Production Ready GraphQL

There are many articles written about GraphQL. Many touch on the basics. But there are pitfalls to watch out for when building large production applications. Applications that enable collaboration by large teams.

In this guide i'll take you through the best practices from years of experience building graphql services that scale.

In this guide we'll cover the following topics.

Let's start with project structure and learn how to design a system that scales well.

Project Structure

The key to scale is grouping related code by feature, not by responsibility or relationship. I first saw this pattern when working with Redux; it's sometimes referred to as the feature folder approach or simply the ducks pattern.

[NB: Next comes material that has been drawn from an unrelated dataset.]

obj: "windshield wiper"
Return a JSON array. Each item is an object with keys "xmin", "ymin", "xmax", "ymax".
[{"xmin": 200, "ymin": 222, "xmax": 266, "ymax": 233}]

co-locating logic for a given feature in one place typically makes it easier to maintain that code

https://redux.js.org/style-guide/style-guide#structure-files-as-feature-folders-with-single-file-logic

This pattern also works incredibly well for GraphQL. Imagine we have a schema with many types. Like User, Post and Comment.

type User {
  id: ID!
  name: String!
  posts: [Post!]!
  comments: [Comment!]!
}

type Post {
  id: ID!
  title: String!
  author: User!
  comments: [Comment!]!
}

type Comment {
  id: ID!
  text: String!
  user: User!
  post: Post!
}

The best approach here is to keep these entities separate. The folder structure for this schema would look as follows:

src/
  /entities
    /User
      /schema.graphql
      /resolvers.ts
      /index.ts
    /Post
      /schema.graphql
      /resolvers.ts
      /index.ts
    /Comment
      /schema.graphql
      /resolvers.ts
      /index.ts

Note: All code within each entity folder should be considered private, with only the index responsible for exposing anything publicly.

Let's take a look at how an entity is structured with the Post type.

schema.ts

The schema only defines types that are directly a part of the Post type. The Comment and User types are defined within there own entity folder.

# src/entities/Post/schema.graphql

type Post {
  id: ID!
  title: String!
  author: User!
  comments: [Comment!]!
}

type Query {
  post(id: ID!): Post!
  posts: [Post!]!
}

type Mutation {
  createPost(title: String!): Post!
}

The resolvers define only the fields for the Post entity. They are a direct mapping to the schema. We also define nested resolvers for the direct relationships of Post. In this case Post.author and Post.comments. But that's it. Any other relationships, for example the comments of an author would be defined in the Author entitiy.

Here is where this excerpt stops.